Variations in reaction conditions also hold significance. We observe that in pure water droplets, H₂O₂/⋅OH is often suggested as the primary oxidant, while in organic droplets containing traces of water, water radical cation is proposed. Considering that in the solution phase, water radical cations can react with water molecules, particularly in water-rich environments, to generate hydroxyl radicals (eq. 3), we propose that water radical cations play a central role in all cases and serve as the source of H₂O₂/⋅OH. It is worth noting that this assumption harmonizes with the observation of decreased oxidation yields when additional water was added in sulfone or phosphonate oxidation (where water radical cation decays to H₂O₂/⋅OH, incapable of oxidizing these substrates),^{14, 62} and aligns with the outcomes of oxygen isotope experiments in lipid oxidation.¹⁶ As mentioned earlier, spontaneous reduction can coexist with oxidation, and O₂ has been demonstrated to be captured and reduced to O₂⁻ (m/z 32) by either electrons or hydrated electrons (viz. water radical anions).^{8, 14} The resulting O₂⁻ also functions as an oxidant, facilitating the incorporation of oxygen from the surrounding air into substrates.

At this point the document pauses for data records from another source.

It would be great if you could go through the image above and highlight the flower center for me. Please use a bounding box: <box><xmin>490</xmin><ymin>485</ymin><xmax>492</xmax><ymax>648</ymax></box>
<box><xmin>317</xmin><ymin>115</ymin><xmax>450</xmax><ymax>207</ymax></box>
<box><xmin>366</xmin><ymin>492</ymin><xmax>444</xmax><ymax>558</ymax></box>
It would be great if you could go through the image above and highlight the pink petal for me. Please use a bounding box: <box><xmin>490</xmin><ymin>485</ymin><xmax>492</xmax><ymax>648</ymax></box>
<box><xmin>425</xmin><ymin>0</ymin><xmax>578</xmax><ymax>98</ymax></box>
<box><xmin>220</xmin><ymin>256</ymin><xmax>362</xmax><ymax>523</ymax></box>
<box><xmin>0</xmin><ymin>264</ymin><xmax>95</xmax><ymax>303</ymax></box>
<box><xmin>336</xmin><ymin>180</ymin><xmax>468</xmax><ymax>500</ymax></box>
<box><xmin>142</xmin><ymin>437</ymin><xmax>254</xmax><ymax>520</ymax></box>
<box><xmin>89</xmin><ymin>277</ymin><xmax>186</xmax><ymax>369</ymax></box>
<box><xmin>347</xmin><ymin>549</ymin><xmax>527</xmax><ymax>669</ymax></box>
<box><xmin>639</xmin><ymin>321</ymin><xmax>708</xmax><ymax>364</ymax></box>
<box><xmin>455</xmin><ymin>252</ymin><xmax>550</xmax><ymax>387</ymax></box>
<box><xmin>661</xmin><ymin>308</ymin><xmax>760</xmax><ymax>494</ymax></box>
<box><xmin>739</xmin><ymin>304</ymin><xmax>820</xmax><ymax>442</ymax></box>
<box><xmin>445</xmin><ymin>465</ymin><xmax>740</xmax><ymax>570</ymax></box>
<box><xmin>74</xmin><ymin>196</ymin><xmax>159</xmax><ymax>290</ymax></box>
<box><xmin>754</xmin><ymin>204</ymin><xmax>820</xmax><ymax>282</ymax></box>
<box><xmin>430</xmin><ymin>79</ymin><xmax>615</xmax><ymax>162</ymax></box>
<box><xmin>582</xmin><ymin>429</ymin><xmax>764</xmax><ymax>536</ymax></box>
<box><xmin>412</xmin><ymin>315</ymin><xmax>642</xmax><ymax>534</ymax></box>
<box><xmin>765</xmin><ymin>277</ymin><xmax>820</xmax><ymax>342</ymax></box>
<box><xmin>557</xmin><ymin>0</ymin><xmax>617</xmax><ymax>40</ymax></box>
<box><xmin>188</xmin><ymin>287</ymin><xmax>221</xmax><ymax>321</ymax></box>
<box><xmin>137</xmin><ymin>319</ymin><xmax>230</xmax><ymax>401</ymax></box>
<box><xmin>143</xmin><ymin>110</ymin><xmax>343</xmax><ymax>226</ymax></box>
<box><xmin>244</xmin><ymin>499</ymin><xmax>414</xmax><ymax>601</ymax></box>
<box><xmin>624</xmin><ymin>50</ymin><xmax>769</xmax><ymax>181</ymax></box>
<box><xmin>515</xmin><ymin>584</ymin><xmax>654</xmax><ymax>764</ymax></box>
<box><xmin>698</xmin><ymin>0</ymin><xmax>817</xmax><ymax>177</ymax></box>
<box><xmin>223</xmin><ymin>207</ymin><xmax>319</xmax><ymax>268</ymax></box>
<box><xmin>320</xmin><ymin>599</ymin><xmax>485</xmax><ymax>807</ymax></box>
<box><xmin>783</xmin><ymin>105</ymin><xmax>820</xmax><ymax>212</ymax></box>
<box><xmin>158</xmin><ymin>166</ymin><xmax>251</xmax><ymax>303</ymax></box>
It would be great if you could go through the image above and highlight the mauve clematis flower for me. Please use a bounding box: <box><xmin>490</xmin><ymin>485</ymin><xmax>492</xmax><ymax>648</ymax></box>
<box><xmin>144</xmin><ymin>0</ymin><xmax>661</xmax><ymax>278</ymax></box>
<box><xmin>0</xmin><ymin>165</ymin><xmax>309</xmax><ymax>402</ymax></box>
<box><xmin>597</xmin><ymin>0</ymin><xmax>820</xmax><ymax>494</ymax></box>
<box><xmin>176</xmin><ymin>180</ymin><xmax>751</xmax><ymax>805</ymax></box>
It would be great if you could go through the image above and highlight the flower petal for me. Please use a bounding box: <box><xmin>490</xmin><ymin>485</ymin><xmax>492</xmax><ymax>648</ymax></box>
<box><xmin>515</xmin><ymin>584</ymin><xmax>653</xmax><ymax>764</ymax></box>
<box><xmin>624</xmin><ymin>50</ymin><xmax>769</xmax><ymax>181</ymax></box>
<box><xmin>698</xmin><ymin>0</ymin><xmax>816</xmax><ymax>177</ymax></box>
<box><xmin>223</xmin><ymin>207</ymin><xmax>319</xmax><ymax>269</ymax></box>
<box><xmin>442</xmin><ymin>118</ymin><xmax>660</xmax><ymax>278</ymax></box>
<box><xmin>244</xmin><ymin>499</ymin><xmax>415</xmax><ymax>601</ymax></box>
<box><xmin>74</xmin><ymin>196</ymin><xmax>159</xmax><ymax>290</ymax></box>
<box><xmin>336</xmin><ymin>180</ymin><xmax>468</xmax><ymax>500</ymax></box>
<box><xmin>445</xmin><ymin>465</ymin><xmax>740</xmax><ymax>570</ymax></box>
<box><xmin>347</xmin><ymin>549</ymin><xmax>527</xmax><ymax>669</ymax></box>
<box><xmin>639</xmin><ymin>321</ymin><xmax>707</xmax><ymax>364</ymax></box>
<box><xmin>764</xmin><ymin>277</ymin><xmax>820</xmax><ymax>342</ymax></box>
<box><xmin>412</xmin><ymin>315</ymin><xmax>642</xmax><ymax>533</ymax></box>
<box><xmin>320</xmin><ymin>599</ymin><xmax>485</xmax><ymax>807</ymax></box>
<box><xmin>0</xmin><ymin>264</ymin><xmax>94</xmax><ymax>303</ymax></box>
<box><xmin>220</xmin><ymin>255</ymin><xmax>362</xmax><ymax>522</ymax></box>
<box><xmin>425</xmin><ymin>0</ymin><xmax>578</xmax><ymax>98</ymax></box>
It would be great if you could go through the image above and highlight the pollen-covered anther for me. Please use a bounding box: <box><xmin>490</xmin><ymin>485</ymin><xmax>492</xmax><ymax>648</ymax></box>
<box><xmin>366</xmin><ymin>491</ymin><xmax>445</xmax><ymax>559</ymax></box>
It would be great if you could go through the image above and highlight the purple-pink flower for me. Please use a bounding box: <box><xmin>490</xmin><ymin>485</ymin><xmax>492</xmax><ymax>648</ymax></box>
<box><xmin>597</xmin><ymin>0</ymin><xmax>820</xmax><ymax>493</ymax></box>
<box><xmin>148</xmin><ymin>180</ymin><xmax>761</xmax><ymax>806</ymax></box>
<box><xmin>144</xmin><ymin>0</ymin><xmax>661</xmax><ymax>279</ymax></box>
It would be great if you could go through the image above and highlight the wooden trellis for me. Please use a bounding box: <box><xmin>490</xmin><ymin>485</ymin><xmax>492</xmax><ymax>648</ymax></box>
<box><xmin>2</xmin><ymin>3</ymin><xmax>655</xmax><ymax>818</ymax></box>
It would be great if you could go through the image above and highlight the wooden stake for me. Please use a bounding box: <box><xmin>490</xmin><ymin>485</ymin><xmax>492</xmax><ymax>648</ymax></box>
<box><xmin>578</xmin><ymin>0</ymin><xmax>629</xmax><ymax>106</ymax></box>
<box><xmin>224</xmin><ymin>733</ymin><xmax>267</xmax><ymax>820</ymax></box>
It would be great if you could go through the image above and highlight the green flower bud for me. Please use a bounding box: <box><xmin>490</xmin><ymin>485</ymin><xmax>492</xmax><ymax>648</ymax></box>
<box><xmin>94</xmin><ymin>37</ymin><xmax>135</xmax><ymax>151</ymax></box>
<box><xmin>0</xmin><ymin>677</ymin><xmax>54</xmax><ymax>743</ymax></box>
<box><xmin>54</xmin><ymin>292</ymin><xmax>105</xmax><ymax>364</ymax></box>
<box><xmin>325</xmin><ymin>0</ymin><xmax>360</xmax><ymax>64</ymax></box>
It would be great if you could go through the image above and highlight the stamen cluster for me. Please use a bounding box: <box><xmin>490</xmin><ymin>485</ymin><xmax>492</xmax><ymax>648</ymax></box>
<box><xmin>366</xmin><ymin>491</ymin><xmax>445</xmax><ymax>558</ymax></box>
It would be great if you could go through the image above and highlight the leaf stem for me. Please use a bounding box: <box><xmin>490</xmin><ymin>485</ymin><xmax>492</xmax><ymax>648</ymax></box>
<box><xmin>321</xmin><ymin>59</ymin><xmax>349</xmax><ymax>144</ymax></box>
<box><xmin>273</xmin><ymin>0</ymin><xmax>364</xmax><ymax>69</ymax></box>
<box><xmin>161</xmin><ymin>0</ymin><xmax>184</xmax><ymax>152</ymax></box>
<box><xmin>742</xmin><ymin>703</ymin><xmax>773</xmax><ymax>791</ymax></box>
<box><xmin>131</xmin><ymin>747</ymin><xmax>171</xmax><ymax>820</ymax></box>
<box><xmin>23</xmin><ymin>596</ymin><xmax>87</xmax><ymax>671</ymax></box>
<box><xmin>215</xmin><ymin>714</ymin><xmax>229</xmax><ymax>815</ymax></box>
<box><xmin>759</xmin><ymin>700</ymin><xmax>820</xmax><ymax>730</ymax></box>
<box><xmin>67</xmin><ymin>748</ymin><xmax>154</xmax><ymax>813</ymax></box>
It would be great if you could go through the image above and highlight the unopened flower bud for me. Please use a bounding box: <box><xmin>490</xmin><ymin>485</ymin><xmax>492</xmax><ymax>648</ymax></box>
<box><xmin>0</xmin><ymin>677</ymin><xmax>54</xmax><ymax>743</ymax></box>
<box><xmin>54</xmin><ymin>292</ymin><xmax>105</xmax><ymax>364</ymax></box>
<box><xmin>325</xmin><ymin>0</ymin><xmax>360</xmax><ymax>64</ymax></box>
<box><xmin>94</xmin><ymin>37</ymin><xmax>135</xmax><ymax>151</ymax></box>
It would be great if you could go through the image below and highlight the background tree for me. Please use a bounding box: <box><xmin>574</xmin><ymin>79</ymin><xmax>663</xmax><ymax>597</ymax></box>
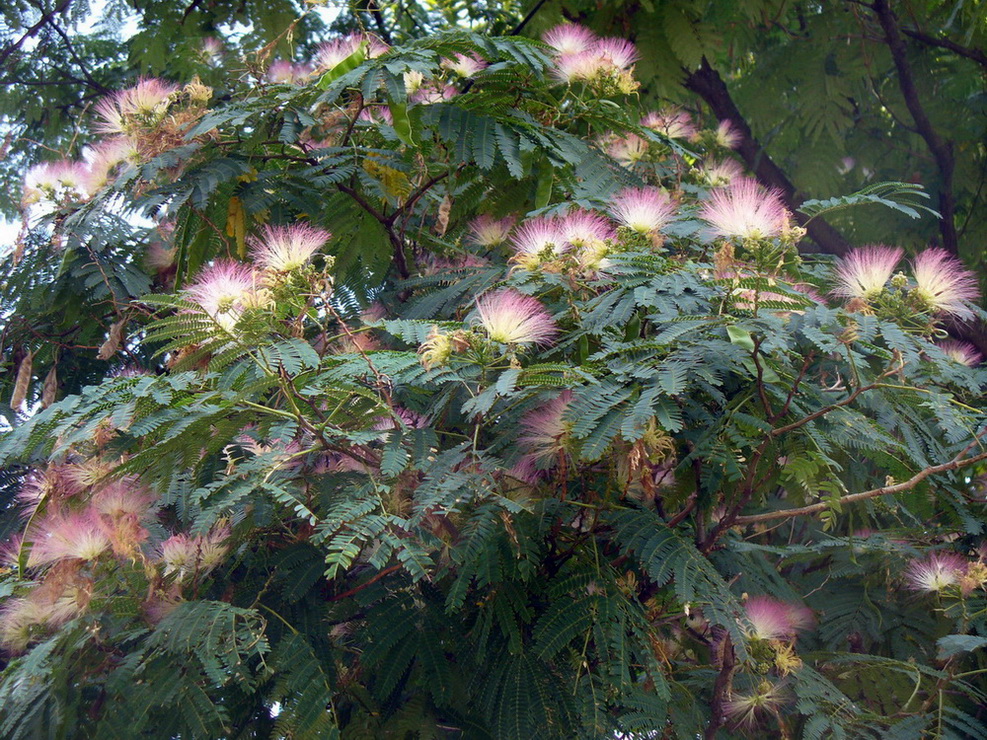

3.4 Mechanistic Overview of Spontaneous Oxidation in Microdroplets Driven by Water Radical Cation

The strong interfacial field is considered to be the driving force behind spontaneous oxidation and reduction in microdroplets. While direct evidence supporting the idea that the substrate (M) is oxidized by the electric field is lacking, this possibility cannot be dismissed (Figure 5a). As previously proposed, the electric field can facilitate the separation of charged water molecules, resulting in the formation of water radical cation and anion pairs (Figure 5b). In water-poor environments, such as at the droplet surface or in organic solvent droplets containing traces of water, the generated water radical cation may directly oxidize the substrate M, yielding the product (M=O or M⁺⋅). Conversely, in water-rich conditions, for instance, in the core of water droplets, the water radical cation would have a short lifetime and rapidly react with water, liberating hydroxyl radicals and hydrogen peroxide. This process may lead to the oxidation of M (if M has a low enough oxidation potential to be oxidized by H₂O₂/⋅OH) (Figure 5c) or the termination of the whole process. The latter scenario results in the observation of H₂O₂ production but an unchanged degree of oxidation when external H₂O₂ is added. Additionally, species in the surrounding gas, such as O₂, may also participate in spontaneous oxidation, relying on the reduction of O₂ to superoxide by the water radical anion liberated from the radical pair (Figure 5d). This general mechanism provides a rational explanation for all the observed experimental outcomes, highlighting the water radical cation/anion pair as the authentic chemical source for spontaneous redox chemistry in microdroplets.